Sentença em versos, por Marcos Maírton

CORDEL DE SAIA, espaço voltado para a produção e a temática feminina na literatura de cordel, replica sentença em versos do poeta-juiz, Marcos Maírton, em que relata o pedido de um amigo juiz federal para que exemplificasse algum modelo de senteça em versos sobre o direito civil. 
Vale a pena ressaltar que este espaço dedica-se também a publicar a produção de poetas preocupados com a condição feminina: seus direitos e suas conquistas Acompanhe abaixo o relato:
(...)
Eu havia terminado as audiências daquele dia e estava em meu gabinete, quase no final da tarde, quando meu amigo e colega juiz Federal, Nagibe de Melo Jorge Neto, telefonou-me dizendo que estava escrevendo um livro sobre a técnica na elaboração de sentenças.
  • Eu gostaria de incluir entre os exemplos uma sentença em versos da sua lavra, mas a única que conheço é uma que você fez em matéria penal, e o livro é sobre sentenças cíveis – disse-me ele.
  • De fato, amigo, não tenho nenhuma sentença em versos em matéria cível. Mas posso fazer uma, se você puder esperar... – respondi.
  • O livro está quase pronto, mas, quando fizer a sentença, me envie. Se ainda houver tempo, eu incluo...
  • Pois bem. Até receber o telefonema do Nagibe, eu nem estava pensando em escrever versos naquele dia. Mas o cordelista – assim como o repentista – recebe um pedido desses como um desafio. Diz-se que a maior vergonha para um repentista é não conseguir fazer versos sobre um mote que lhe seja proposto. Acho que o cordelista não chega a tanto, mas basta um estímulo assim para despertar o seu instinto de versejar.
  • Desliguei o telefone, acessei o sistema do Juizado Especial Federal, abri o primeiro processo que estava pronto para julgamento, e lá estava uma das muitas ações ajuizadas por mulheres que pretendem se aposentar como trabalhadoras rurais. No caso, o INSS alegara que a autora não havia apresentado nenhum documento que servisse para provar minimamente a sua condição de agricultora. Percebi, porém, que a certidão de casamento estava nos autos, e nela constava que o marido era agricultor. Por esse tempo, o STJ já havia decidido que uma certidão assim serviria como início de prova documental da condição de agricultora da esposa.

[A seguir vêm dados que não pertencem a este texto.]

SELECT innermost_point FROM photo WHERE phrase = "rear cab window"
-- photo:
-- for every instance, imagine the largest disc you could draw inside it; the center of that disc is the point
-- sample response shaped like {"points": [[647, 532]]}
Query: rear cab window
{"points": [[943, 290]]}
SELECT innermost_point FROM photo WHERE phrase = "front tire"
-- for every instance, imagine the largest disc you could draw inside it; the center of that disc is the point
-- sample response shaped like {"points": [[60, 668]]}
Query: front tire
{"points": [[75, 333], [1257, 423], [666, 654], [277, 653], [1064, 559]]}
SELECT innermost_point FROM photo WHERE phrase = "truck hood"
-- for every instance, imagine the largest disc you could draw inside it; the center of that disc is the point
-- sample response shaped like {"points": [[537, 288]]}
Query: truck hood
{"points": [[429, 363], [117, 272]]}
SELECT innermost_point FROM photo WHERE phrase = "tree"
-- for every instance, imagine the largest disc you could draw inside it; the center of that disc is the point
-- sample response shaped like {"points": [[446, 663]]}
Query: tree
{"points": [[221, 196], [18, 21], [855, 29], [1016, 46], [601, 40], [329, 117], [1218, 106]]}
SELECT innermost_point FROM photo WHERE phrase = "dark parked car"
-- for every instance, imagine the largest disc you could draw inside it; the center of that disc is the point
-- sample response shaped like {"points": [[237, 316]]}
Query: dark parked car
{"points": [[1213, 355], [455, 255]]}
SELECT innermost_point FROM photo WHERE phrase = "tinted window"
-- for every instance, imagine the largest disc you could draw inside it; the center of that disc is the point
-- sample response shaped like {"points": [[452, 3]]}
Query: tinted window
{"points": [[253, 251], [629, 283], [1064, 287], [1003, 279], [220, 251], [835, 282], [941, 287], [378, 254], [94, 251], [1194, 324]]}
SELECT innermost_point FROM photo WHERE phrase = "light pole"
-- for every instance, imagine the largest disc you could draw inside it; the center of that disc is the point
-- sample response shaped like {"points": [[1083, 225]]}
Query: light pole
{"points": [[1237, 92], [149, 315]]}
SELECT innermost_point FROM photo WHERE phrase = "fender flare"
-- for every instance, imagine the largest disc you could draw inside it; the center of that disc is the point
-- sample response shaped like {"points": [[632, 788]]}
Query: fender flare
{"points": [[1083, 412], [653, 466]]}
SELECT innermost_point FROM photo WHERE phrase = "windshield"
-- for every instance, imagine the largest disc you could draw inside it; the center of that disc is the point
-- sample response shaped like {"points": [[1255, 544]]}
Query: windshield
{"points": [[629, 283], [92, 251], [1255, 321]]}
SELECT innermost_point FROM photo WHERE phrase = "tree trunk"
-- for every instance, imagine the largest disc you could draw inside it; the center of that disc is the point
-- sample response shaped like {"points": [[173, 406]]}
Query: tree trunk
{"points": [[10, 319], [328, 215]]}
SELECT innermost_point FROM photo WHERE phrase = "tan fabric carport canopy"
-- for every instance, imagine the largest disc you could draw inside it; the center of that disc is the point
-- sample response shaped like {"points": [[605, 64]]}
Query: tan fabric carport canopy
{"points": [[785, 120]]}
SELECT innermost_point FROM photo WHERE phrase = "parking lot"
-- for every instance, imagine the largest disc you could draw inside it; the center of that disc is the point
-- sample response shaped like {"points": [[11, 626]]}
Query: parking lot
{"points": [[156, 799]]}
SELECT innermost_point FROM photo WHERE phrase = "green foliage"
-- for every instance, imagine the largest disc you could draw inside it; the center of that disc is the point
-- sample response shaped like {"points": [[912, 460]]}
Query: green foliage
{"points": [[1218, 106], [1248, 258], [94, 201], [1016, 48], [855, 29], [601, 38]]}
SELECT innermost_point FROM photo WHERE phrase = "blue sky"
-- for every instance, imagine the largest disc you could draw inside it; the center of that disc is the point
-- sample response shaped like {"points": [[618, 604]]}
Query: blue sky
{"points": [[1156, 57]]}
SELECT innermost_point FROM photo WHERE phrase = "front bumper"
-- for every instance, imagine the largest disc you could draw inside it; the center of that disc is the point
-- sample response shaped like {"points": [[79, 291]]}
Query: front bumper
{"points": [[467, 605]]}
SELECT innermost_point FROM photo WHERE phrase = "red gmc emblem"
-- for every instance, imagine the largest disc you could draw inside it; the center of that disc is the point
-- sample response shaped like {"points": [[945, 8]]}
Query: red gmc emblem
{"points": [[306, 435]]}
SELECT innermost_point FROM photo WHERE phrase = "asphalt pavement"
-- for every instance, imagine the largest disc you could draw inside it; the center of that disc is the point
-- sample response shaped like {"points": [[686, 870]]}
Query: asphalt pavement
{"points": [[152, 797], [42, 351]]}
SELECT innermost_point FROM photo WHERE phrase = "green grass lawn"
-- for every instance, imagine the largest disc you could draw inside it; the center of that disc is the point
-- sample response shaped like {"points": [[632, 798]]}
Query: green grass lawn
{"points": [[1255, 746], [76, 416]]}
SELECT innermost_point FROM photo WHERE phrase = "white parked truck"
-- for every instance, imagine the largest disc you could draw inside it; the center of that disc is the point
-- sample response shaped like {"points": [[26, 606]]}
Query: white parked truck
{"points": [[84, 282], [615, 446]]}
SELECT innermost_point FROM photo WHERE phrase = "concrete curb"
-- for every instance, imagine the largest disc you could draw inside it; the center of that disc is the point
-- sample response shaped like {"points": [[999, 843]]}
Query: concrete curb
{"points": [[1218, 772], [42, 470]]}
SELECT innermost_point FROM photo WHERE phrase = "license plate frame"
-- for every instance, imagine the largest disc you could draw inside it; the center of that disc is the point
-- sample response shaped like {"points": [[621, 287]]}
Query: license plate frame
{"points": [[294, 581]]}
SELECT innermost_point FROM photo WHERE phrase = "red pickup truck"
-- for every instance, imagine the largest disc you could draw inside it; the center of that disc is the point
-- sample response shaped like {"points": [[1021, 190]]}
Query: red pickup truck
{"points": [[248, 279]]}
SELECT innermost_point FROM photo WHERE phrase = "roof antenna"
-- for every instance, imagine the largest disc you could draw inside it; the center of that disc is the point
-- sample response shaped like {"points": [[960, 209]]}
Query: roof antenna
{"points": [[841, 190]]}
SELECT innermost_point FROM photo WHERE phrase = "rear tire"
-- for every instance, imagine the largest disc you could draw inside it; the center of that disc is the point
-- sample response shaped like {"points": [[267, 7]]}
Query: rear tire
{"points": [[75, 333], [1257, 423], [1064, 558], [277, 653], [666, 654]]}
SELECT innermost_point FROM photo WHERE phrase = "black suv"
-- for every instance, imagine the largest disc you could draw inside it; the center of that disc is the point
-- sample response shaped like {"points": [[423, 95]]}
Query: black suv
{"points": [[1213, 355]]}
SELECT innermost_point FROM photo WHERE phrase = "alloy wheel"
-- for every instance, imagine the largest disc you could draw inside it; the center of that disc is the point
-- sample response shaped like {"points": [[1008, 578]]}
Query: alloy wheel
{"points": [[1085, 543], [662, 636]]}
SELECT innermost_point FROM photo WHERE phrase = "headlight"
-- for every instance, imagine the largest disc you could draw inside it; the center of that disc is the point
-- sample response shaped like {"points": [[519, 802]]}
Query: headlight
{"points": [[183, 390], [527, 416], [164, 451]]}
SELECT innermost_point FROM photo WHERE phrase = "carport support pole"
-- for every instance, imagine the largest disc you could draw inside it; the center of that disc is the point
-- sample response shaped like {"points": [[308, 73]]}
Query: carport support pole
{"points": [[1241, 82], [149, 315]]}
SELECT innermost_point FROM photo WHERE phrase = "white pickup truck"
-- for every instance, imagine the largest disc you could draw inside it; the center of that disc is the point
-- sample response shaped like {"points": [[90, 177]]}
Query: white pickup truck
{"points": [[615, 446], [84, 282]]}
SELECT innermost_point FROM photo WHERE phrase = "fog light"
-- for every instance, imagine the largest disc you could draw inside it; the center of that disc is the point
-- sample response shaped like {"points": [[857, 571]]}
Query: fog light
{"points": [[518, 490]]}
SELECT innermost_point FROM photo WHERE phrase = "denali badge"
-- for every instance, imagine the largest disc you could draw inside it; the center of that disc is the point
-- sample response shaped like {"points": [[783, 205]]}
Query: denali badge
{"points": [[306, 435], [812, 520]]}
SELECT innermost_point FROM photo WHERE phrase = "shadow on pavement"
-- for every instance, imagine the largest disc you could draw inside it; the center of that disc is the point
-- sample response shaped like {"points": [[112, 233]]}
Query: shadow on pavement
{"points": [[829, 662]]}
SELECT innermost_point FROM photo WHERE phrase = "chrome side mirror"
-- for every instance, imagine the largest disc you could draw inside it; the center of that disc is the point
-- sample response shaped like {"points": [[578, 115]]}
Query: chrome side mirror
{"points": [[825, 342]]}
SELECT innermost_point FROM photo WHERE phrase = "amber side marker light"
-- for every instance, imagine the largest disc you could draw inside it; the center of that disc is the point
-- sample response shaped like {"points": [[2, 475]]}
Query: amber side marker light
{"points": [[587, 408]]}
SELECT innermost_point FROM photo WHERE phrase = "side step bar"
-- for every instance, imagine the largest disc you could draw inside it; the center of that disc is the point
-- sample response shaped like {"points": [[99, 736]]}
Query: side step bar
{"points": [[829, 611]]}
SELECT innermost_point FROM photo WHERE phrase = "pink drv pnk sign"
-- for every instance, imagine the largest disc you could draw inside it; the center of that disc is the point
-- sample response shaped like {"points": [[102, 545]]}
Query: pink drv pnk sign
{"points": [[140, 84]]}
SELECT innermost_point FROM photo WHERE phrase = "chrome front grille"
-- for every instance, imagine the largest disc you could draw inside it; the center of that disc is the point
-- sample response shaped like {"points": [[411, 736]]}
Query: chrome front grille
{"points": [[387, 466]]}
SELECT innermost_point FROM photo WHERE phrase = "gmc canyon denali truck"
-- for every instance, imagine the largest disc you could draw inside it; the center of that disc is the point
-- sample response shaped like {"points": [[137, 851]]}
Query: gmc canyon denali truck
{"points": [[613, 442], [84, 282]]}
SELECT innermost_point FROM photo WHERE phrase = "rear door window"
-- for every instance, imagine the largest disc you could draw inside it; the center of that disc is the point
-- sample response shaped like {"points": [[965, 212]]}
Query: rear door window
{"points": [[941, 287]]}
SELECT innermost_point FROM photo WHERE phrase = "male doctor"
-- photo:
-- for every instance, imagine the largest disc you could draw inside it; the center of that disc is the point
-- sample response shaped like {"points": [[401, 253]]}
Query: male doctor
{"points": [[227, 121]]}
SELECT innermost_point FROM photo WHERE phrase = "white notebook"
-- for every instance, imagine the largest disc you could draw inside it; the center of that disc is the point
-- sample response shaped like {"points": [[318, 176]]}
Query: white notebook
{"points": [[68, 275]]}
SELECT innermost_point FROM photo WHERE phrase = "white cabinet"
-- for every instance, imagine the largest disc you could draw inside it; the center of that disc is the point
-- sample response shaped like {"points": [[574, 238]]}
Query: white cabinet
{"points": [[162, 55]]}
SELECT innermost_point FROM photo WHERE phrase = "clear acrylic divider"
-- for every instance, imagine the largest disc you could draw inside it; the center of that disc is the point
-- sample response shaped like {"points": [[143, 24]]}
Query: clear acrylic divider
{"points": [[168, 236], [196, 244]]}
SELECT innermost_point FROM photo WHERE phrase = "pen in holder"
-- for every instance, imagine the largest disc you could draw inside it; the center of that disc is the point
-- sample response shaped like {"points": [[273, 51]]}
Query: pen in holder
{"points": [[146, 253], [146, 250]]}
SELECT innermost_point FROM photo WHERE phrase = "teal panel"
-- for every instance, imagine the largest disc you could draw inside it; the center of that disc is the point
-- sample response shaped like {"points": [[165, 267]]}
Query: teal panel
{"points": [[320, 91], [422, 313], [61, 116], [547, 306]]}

  • Duas horas depois, a sentença que Nagibe havia me pedido estava pronta. Ficou mais ou menos assim:
    Dona M. F. L.,
    Ajuizou esta ação,
    Pleiteando aposentar-se,
    E, em sua argumentação,
    Vem alegando a autora
    Que foi sempre agricultora,
    Vivendo em zona rural.
    Sendo essa a sua lida
    Deve ser reconhecida
    Segurada especial.
    *
    O INSS
    Não chegou a contestar
    O pedido em juízo,
    Mas eu posso constatar
    Que, no administrativo,
    Está escrito o motivo
    Daquele indeferimento.
    O motivo da ocorrência
    Foi a falta de carência
    Quando do requerimento.
    *
    Sendo assim, o que existe
    De ponto controvertido
    É apenas um aspecto
    Para ser esclarecido:
    É resolver se a autora
    Era mesmo agricultora
    Desde sua tenra idade,
    Ou se não é nada disso,
    E fazia seu serviço
    Só em casa ou na cidade.
    *
    As testemunhas disseram
    Com muita convicção
    Que a autora sempre teve
    Na roça a ocupação.
    Ocorre que o benefício
    Requer também um início
    De prova documental.
    Por isso, neste momento
    Procuro algum documento
    No processo virtual.
    *
    De tudo que examinei
    Destaquei a certidão
    De casamento da autora,
    Onde consta a profissão.
    Sem defeito nem rasura,
    Consta que agricultura
    É a profissão do marido,
    Que à autora se estende
    A Justiça assim entende,
    Decide nesse sentido.
    *
    Sabendo que a certidão
    Data de noventa e seis,
    E desde setenta e oito
    O casamento se fez,
    Eu me dou por convencido
    Que foi mesmo atendido
    O período de carência
    E ao pedido formulado,
    Na inicial estampado,
    Dou completa procedência.
    *
    Que se implante o benefício
    Que paguem os atrasados
    Que da presente sentença
    Sejam todos intimados.
    Mas, antes da intimação,
    Faço a determinação
    De que a Contadoria
    Faça a liquidação
    De toda a condenação
    Tal como a lei já previa."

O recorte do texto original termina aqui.